Thalia tidak tahu. Apakah Rosa akan mengadukan hal ini pada Fahri atau tidak. Karena sejak kejadian itu, Rosa tidak berkomentar apapun dan hanya tersenyum penuh arti padanya sampai mereka berpisah baru saja.
****
Baik Rosa maupun Fahri terus mengembangkan senyum. Tidak membiarkan kesunyian menjadi teman mereka selama duduk berdampingan selama perjalanan. Terus membincangkan apapun yang terlintas di pikiran mereka.
Hingga tiba di mana Rosa tidak lagi mampu menyembunyikan antusiasnya, membuatnya harus membuat sedikit jeda untuk mengatur napasnya agar tetap tenang. Dan, sepertinya dia juga perlu berhati-hati dalam membicarakan hal ini.
"Mas, kalau aku perhatiin, Megan dan Thalia semakin menunjukkan kalau sepertinya hubungan mereka udah lebih dekat dari yang kita kira. Mas tau maksudku, 'kan?"
"Maksud kamu, mereka menjalin hubungan seperti Mas sama kamu?"
"Mungkin?" Rosa memandang ke depan. "Mas suka cerita gimana mereka yang sering sekali adu mulut. Kayak Tom and Jerry. Tapi, gimana kalau sebenarnya mereka lebih dari itu? Karena dari yang aku lihat, di balik kelakuan mereka yang suka bertengkar, ada Megan yang terlihat menjaga sekali Thalia. Dan Thalia juga sepertinya sudah nyaman sekali bersama Megan."

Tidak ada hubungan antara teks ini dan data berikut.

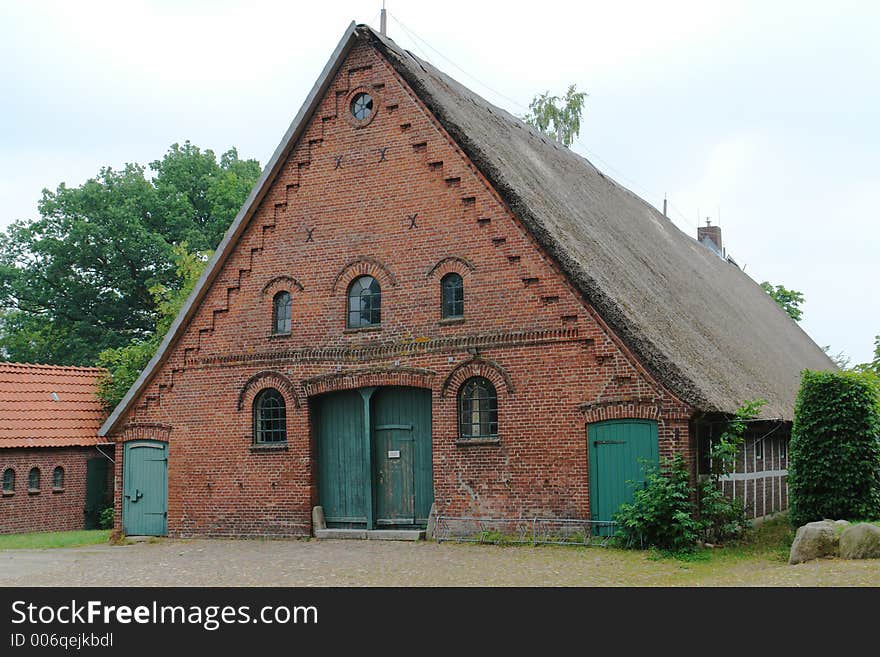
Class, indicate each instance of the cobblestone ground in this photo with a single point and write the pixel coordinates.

Rosa pun kembali menengok Fahri. Memeriksa ekspresi pria itu. "Aku diam-diam memperhatikan mereka, Mas. Jadi, kalau memang mereka menjalin hubungan, apa Mas akan mengizinkan?"
Fahri terdiam sejenak sebelum lengkungan itu kembali hadir di bibirnya. "Mas sebenarnya juga melihat itu. Sepertinya mereka berusaha untuk nggak terlalu dekat karena khawatir dengan pandangan Mas, ya?"
"Aku juga berpikir begitu."
"Awalnya, Mas memang sebatas berharap setidaknya mereka akur karena harus tinggal bersama Mas. Sebelum kedatangannya pun, Mas udah memberi tau Megan untuk membantu menjaga Thalia. Karena kedua orangtuanya sangat mengandalkan Mas untuk menitipkannya selama berkuliah di sini.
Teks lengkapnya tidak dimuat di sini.